Jul 13, 2020

Vegan Kimchi


Ever since I started watching Korean dramas during the pandemic and drooling at all the yummy food they lay out on the tables (almost every day has key scenes around food and people are around books most of the times, and I LOVE this!), I have developed this interest for Kimchi, and I have been making Kimchi fried rice and Kimchi ramen almost every week. This has now reached comfort food status for me. I had already been eating curd with a little Kimchi with it at night, so now I have three uses for Kimchi.

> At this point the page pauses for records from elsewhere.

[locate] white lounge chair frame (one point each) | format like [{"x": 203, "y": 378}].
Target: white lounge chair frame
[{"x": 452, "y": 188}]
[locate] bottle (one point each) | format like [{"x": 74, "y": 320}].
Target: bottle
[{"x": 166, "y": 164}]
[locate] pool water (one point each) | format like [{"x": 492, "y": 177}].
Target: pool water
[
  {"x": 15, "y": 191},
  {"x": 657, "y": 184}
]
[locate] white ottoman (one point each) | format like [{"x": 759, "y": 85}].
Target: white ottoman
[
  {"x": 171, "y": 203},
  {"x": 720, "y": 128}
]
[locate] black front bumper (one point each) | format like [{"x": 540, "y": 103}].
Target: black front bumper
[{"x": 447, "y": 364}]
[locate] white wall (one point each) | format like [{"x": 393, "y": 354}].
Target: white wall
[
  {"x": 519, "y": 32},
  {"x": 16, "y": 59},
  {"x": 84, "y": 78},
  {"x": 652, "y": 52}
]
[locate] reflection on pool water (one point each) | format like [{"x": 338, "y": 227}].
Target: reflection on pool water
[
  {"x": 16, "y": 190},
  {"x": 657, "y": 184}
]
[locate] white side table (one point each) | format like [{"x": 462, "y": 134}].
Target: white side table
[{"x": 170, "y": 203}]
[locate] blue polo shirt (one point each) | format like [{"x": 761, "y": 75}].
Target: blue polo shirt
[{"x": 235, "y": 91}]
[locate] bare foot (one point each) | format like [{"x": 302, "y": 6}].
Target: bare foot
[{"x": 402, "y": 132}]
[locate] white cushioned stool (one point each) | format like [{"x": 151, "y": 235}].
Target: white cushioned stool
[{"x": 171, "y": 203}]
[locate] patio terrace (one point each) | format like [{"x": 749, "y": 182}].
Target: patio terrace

Buying Kimchi from the stores was not an option, especially during the COVID19 pandemic, because I did not have the time and bandwidth to stop at the aisles, look for a vegan Kimchi, look for its ingredients to ensure it is all natural etc. Also, store-bought Kimchi turned out to be too expensive for the frequency and quantities I was cooking these dishes. Hence the search for the perfect Kimchi recipe.

Notes -

  1. Authenticity - I do not claim that this is the authentic version of Kimchi, I have developed this recipe after reading on multiple food blogs, and wanted a Vegan option. This recipe has worked for me for a while now, doesn't go bad, is spicy enough for our palette and refrigerates well for at least 2 months (that is the maximum one batch of Kimchi has stayed in my fridge).